Chief Executive, CIPD

The future of work has probably never been so hotly debated, from how AI and machine learning could displace skilled roles to robots taking on more manual tasks. For people, technology in all its forms can be both an enabler of better jobs and roles, or a disabler, reducing the human skills needed, and the autonomy that people have.


Finding the right balance that drives positive economic outcomes while also ensuring that people have meaningful roles has brought attention to the idea of ‘good’ work. National and local government manifestos increasingly feature the need to build an economy around ‘good’ or ‘fair’ work, encouraging us all to focus on people and not just technology.

Today, there are many challenges in the workplace. These include high levels of stress, low levels of engagement, jobs not utilising or developing people’s skills, slow progress on diversity and inclusion, and questions about leadership and management to name a few.

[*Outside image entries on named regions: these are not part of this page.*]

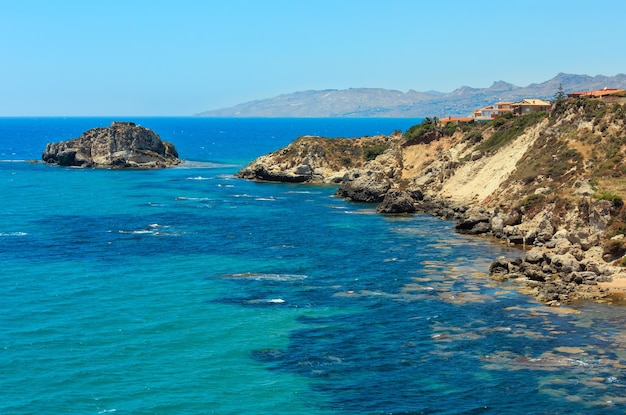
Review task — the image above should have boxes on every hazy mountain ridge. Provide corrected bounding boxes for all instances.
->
[196,73,626,118]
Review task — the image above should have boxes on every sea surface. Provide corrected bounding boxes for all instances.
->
[0,118,626,415]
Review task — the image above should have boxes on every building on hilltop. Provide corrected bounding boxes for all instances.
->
[567,88,626,104]
[439,117,474,125]
[511,99,552,115]
[472,101,513,121]
[567,88,626,98]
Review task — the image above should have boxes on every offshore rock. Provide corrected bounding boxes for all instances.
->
[42,122,181,169]
[336,172,391,203]
[376,189,415,213]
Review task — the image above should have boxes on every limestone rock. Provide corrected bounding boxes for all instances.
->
[336,172,391,202]
[42,122,181,169]
[376,190,415,213]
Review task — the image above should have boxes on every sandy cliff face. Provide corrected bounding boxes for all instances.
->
[239,100,626,305]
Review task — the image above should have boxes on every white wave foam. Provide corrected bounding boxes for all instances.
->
[224,272,308,281]
[0,232,28,236]
[185,176,211,180]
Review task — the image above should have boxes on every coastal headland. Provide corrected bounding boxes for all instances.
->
[42,122,181,169]
[237,97,626,306]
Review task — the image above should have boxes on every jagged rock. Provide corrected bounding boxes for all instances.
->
[336,173,391,202]
[42,122,180,168]
[376,190,415,213]
[489,256,511,276]
[456,207,491,234]
[524,247,546,264]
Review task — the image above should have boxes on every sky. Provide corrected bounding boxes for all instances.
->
[0,0,626,117]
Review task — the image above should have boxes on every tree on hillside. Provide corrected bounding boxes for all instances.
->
[554,84,565,102]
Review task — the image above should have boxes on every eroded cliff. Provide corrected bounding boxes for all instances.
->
[238,99,626,305]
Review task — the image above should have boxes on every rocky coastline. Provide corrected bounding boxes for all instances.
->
[237,104,626,306]
[42,122,181,169]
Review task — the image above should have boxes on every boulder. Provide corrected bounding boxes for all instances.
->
[42,122,181,169]
[376,189,415,213]
[336,172,391,203]
[456,207,491,234]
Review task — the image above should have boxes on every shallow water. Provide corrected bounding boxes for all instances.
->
[0,118,626,414]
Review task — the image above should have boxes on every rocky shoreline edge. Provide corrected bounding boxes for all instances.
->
[236,125,626,306]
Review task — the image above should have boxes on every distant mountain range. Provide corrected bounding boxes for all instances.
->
[196,73,626,118]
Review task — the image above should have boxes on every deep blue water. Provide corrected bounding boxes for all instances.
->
[0,118,626,414]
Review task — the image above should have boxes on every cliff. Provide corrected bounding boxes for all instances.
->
[238,99,626,305]
[42,122,180,169]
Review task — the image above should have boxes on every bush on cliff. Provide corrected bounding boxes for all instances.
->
[363,144,389,161]
[478,111,546,151]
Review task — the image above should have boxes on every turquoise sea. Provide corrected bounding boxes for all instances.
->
[0,118,626,415]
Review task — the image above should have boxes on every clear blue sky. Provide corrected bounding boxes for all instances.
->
[0,0,626,116]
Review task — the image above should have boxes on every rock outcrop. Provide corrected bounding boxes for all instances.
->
[238,99,626,305]
[42,122,180,169]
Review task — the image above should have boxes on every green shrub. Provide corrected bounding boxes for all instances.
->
[594,192,624,209]
[478,111,546,150]
[363,144,389,161]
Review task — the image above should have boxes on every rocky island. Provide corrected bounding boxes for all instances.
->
[42,122,181,169]
[237,98,626,306]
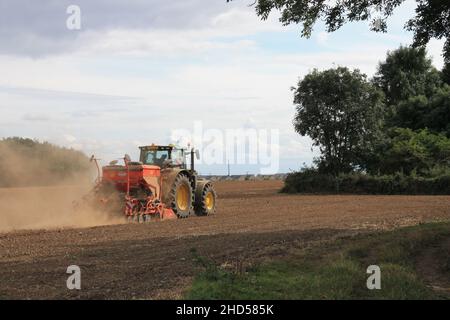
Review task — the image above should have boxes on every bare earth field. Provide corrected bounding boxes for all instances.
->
[0,181,450,299]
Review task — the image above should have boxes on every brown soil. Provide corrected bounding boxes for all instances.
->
[0,181,450,299]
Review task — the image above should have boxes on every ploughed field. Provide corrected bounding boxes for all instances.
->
[0,181,450,299]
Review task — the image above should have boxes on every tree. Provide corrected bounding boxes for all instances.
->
[374,47,442,106]
[293,67,383,174]
[227,0,450,60]
[424,85,450,138]
[372,128,450,175]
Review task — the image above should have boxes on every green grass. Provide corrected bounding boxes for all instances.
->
[185,223,450,299]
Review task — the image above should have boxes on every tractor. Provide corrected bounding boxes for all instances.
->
[90,144,217,222]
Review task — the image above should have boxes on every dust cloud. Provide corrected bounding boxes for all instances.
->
[0,142,123,233]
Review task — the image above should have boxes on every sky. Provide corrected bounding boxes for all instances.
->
[0,0,443,174]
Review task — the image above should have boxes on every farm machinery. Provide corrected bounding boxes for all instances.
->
[89,145,217,222]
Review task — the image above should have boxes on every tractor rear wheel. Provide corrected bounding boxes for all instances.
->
[170,174,194,218]
[195,182,217,216]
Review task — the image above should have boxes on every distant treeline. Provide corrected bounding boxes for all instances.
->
[0,137,92,187]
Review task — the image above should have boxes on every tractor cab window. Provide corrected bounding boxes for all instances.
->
[144,150,169,167]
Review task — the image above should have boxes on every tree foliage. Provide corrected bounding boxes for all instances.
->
[227,0,450,60]
[0,137,92,187]
[441,61,450,86]
[293,67,383,174]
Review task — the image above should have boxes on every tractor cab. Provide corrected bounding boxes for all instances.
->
[139,145,187,169]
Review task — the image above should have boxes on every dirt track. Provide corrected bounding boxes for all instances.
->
[0,181,450,299]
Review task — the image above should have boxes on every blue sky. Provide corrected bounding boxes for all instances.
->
[0,0,442,174]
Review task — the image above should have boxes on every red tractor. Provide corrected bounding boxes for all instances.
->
[91,145,217,222]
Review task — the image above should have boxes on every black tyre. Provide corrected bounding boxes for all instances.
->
[170,175,194,218]
[195,181,217,216]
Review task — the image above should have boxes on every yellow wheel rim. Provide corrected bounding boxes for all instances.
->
[205,191,215,210]
[177,184,189,211]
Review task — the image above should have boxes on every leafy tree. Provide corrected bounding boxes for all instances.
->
[374,47,441,106]
[227,0,450,60]
[293,67,383,174]
[0,137,92,187]
[370,128,450,175]
[424,85,450,138]
[390,95,430,130]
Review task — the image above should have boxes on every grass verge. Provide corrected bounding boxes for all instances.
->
[185,222,450,300]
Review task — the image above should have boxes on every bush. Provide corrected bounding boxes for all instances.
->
[281,169,450,195]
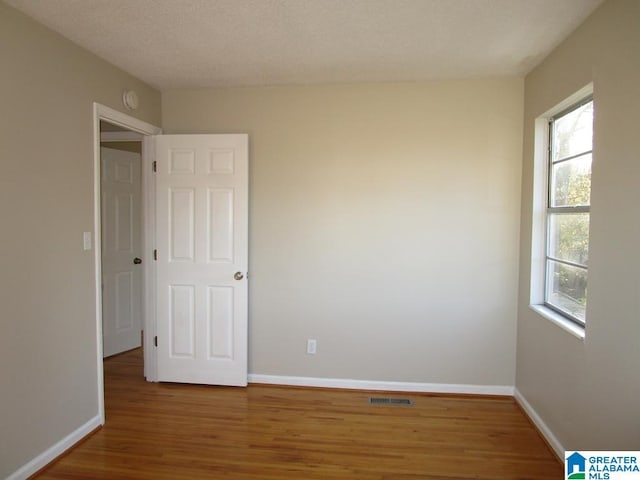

These issues affect individual well‐being and also their ability to be productive.

We must address these issues proactively, and certainly we cannot assume that technology by itself will somehow make this all better.

Technology can take us out of the 9–5

One of the great opportunities we have is in creating more flexibility in where, when and how we work. Our notion of a standard full‐time job has been with us for decades – the Monday to Friday routine of 9 to 5. Yet, so many jobs don’t have to work in this way, particularly with technology that can connect us wherever we are.

The future of work should be reimagined to see how technology can free us up.

Survey after survey shows that many people would like to be able to flex their work commitments and are looking for better work‐life integration.  More flexible working is also one of the most impactful ways we can create opportunity for everyone, helping to sustain more diverse workforces and access to skills.

Training managers to best support flexible workforces

The future of work should be reimagined to see how technology can free us up. To take away some of the more routine – and frankly duller – aspects of work, to enable good jobs and roles, and to allow us more flexibility in how we work. Mindsets and cultures will have to shift from the hierarchical, rules and process driven models of the past. We will have to train managers how to empower and manage more flexible, remote and diverse workforces, and to ensure that people are still properly protected, rewarded, and developed. That surely will help us all create better outcomes from work, for people, for organisations and for the wider economy.